Cormac, who had been sitting disinterestedly at the table up to that point, merely raised his gaze from his toast to look at his parents.

"I suppose we'll have to pay the Grangers a visit soon, then," Lord Angus said contentedly, finishing his breakfast and rising from the table. His wife mimicked him, and she gave me a weak smile as she exited the dining room.

It was only Cormac and me at the table then. He took his sweet time bringing his food from plate to mouth with a fork, as if he wanted me to hang on to his every movement. When he was done, he pushed his plate away and dragged the napkin across his mouth. "What's your sister like, Orlando?" he said as he pushed back his chair and stood up. "Beautiful, I imagine?"

He didn't wait for me to respond. He followed his parents and left me sitting in shock at the table, where, silently, my resolve to write this letter was solidifying. Because there it was: the entire purpose for this visit, which I now understand was not really about teaching me how to run an estate, but was more of a diplomatic mission to groom me into the idea of our family becoming a lot closer to the McLaggens'.

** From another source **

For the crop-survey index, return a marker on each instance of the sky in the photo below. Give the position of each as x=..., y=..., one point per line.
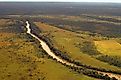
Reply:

So this is why I write, dearest sister, with only a few hours to go before another one of these ghastly soirées. I must finish this letter and ask one of the servants to post it before tonight. This letter must reach you fast, because I am returning in a few days, and I am beginning to have the suspicion that the McLaggens will be coming with me. I should hate to think that you aren't forewarned. Cormac has not made a positive impression on me, but if he's coming to Rosebury House, I think both you and I can guess exactly what his intentions might be. You should be prepared.

I can only close this letter now and pray for two things— that it gets to you before I do, and that if it does, that it gets to you and does not fall into mother's hands.

Meanwhile, I shall count down the days until I am back at Rosebury. Being around Cormac makes me want to put a shot through my head, and it is all the harder without you here to bear it with me. At least if he comes to Rosebury we'll have each other, won't we?